March 2, 2021 | Miles Christi
Unless an ample place is given to prayer, there can be no true spiritual life. Therefore, every Catholic spirituality must give a preeminent place to prayer. How then does Miles Christi understand this essential role of prayer?
In the life of a religious of Miles Christi, the foremost place belongs to prayer or contemplation — to all that unites us more intimately with God. The first passage of the chapter on the Spiritual Life in our Constitutions says: “The divine call to sanctity in Miles Christi requires an intense life of prayer and sacrifice, together with the acts of piety that are determined in these Constitutions, in the Directory, and in the other practices pertaining to the customs of the Institute” (no. 101). It is clear, then, that the true prosperity of Miles Christi depends on how it applies itself to spiritual things, and should be measured accordingly.
But what are the fundamental means for acquiring this spirit of prayer and this habitual familiarity with God? St. Ignatius of Loyola, our Master of the Spiritual Life, answers this question. He insists on two things: the practice of mental prayer, and self-abnegation, which ensures the ordering of all the passions. A person succeeds in finding God in everything and at every moment not so much by the length of his prayers as by their intensity, which is itself the fruit of this generous abnegation of self.

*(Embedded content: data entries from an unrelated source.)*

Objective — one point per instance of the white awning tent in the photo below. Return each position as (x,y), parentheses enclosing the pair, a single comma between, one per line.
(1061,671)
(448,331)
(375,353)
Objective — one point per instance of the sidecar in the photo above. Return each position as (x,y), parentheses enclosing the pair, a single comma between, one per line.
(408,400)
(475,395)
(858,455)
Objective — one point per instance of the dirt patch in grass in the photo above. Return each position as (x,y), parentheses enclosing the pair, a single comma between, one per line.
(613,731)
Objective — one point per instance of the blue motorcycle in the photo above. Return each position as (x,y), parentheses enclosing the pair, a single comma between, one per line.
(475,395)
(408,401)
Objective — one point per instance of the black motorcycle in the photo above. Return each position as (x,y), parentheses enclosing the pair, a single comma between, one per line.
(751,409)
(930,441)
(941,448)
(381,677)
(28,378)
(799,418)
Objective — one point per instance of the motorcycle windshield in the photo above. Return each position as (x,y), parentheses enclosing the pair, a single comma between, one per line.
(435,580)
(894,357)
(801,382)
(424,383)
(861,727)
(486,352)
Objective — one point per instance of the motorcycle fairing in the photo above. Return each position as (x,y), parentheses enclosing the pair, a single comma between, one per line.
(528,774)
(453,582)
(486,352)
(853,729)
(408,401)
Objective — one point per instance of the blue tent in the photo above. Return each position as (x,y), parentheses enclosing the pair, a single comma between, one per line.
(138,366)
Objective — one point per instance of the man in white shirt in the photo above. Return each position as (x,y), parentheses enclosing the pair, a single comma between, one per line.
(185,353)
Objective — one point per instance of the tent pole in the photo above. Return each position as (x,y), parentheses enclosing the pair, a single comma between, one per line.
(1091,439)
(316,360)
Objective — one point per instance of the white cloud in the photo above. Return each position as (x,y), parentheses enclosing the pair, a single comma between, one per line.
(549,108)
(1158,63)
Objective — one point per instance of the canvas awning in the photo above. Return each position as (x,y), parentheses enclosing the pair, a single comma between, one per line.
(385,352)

Prayer is what truly and directly achieves intimate union with God; but this achievement depends not nearly as much on the length of time actually given to prayer, as it does on the dispositions with which the prayer is made. That is, it depends chiefly on the degree of detachment from creatures and earthly passions with which the soul approaches its Creator.
Once this condition of abnegation has been realized, the principal path to this union with God is mental prayer, or meditation. Miles Christi, unlike cloistered congregations of monastic life, is a religious congregation of the active life, inspired by the motto of St. Ignatius: in actione contemplativu (contemplative in action). Therefore, according to the Will of God, the religious of Miles Christi are vowed to an unfettered life of apostolate, which requires them to be ready at any moment, in any place, for any kind of work.
In a life of this kind, meditation—that is, a fixed time of personal prayer—can efficaciously and permanently give them what is essential in this indispensable union with God. This place of importance given to mental prayer in the interior life is a characteristic of the spirituality of Miles Christi, and we highly commend it to the laity as well.
This practice conforms itself very well to the needs of the laity. That is why we recommend that the laity devote a fixed amount of time to mental prayer each day. In fact, one of the most important counsels we make to those who do the Spiritual Exercises and want to keep up its spirit, is this practice of daily meditation.
For laypeople, occupied for the greater part of their day with absorbing work, whether intellectual or manual, it is not possible to preserve a true union with God if they do not schedule a daily time of deep and intense recollection, a time to renew their contact with supernatural realities. That is why Miles Christi puts such great stress on the necessity of daily meditation. Take time out of your day to spend this deep and focused time with our Lord in order to achieve this intimate union with Him.